When you do pull the front bowl off, the first thing you'll see is the two jets screwed into the metering block. Get a flathead screw driver that's at least as wide as the slot on the jets. Pull them (or one) out and check the jet sizing. Then post it here and these guys should be able to tell you if they're what you need with the combo.

LXS
Sep 16th, 04, 8:32 PM
Well I'm debating whether or not to take the front bowl off right now. Regardless if today or tomorrow, what do I need to put on the new gaskets? I remember reading somewhere on here someone recommended "Chap stick." Is this a good idea? What else is there to use? And how many gaskets and other stuff will I have to replace before I put everything back together. Thanks

427L88
Sep 16th, 04, 9:04 PM
A little schmear of Chapstick, grease or, preferably, Vasoline helps the gaskets from sticking. Frankly, using the blue gaskets dry is fine I've found. The schmear is for the bowl gasket only BTW, I'd never schmear the metering block gasket.

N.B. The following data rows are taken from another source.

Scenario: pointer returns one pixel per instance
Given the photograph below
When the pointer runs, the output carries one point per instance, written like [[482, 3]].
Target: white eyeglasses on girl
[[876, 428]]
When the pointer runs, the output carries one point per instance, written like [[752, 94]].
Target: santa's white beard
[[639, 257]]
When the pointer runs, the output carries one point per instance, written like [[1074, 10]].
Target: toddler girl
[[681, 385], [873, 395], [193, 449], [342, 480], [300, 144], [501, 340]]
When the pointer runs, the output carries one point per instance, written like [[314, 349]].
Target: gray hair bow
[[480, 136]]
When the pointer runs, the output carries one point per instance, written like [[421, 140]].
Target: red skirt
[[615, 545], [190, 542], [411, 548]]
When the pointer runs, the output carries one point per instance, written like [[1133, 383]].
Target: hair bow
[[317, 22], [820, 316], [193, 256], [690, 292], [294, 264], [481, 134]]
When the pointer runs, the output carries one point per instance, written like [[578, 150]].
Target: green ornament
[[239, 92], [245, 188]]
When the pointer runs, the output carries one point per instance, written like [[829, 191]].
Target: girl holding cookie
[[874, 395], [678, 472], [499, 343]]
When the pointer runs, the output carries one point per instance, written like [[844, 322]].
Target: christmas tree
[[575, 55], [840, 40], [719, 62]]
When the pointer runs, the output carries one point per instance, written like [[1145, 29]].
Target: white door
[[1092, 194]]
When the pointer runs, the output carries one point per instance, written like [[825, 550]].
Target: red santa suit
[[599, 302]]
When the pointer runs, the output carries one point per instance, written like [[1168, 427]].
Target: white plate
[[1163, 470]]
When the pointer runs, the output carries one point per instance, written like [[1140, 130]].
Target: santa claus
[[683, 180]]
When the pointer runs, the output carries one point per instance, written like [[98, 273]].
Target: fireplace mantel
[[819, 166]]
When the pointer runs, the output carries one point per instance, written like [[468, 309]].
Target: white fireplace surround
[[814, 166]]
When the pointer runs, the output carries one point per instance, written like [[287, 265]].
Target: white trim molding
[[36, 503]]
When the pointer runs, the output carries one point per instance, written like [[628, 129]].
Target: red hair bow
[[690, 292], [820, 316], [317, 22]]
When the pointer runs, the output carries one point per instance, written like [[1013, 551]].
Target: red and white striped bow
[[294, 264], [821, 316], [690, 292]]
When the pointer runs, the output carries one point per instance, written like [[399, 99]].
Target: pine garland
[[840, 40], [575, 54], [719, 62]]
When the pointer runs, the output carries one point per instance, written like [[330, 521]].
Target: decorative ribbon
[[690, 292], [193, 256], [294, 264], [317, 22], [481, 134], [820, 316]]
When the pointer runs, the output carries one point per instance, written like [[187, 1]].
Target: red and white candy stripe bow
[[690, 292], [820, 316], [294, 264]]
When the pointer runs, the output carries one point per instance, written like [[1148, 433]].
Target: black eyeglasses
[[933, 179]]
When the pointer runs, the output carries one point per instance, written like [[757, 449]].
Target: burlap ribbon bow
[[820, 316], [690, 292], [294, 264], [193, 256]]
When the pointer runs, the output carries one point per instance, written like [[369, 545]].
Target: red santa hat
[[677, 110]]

Ok you reset your fuel pressure? Guess what, your float level likely will have changed. And how good do you think you are man, timing without a light!? Try to be precise about this, so as not to find yourself chasing your tail around in circles.

LXS
Sep 16th, 04, 10:25 PM
Sorry, I should've known better about messing with the timing without my gun graemlins/clonk.gif I guess I was a little anxious about everything.

Well I went ahead and changed the PV, put the new blue gaskets(dry) and checked my jets. I'm running 72s up front. So I guess then I should be ok and be able to crank it over tomorrow morning. As for the PV it has, I'm assuming it's a 6.5. Looking at it "straight up" it shows the letter H and below it 9, and on the right side of it it has a 6 and a 5 below. As for the new PV, it has C and a 4 below it and on the right side of it, it has a 6 and a 5 below it.
How can you tell if the PV is gone? Or is it in the performance? Thanks guys for all the help and please keep all the info coming!

Slowpoke70
Sep 17th, 04, 3:04 AM
Ooops, I smeared the Metering Block gasket on mine.....should I take it apart again?

LXS
Sep 17th, 04, 3:32 AM
What did you smear it with?

Slowpoke70
Sep 17th, 04, 4:42 PM
Chapstick. non-flavored regular stuff.

Fried_Guy
Sep 17th, 04, 4:57 PM
Chapstick and vasoline are petrolium based products. They should dissolve in gasoline and burn up with your A/F mixture. If you used them on your metering block gasket and everything is working fine then leave it alone... it either disolved already or there wasn't enough to clog any passages. If you feel that there was too much used or it's acting funny and you think you clogged something then by all means take off that metering block, clean it well, and reassemble.

LXS: Where in L.A. are you?

LXS
Sep 17th, 04, 5:21 PM
I'm in Boyle Heights/East L.A. Fried_Guy

LXS
Sep 17th, 04, 7:09 PM
Well I took her out for a spin right now. Feels pretty good. I checked my timing and I had "eye balled" it at 15*. I went ahead and advanced it to 18* and she didn't seem like she liked it. So I put it back to 15* and feels a lot better. I messed with the air/fuel needles and ended up leaving them at one full turn out. I raised the idle to 1000rpms in park, she seemed to rev up quite nice there without any bog. I drove her around and she seemed like she was picking up pretty good.....but it's kinda hard to really tell since most of the driving was up hill. I had only 1 bog so I'm not sure what to look for next. What do you guys think?

LXS
Sep 17th, 04, 8:24 PM
One more thing...after installing the new PV, should I have seen a change while adjusting the air/fuel screws? I closed them both slowly(not at the same time) and only noticed the idle raise as it got closer to being completely closed...that's about it.

Also, why does my fuel pressure gauge's needle bounce like crazy? Even when the motor is jumping. It's not liquid filled, so I know it'll be more proun to the motor's movement, but it's really jumping. I've set it before at 7 1/2psi and the needle will stay there, but after driving around it'll be jumping again.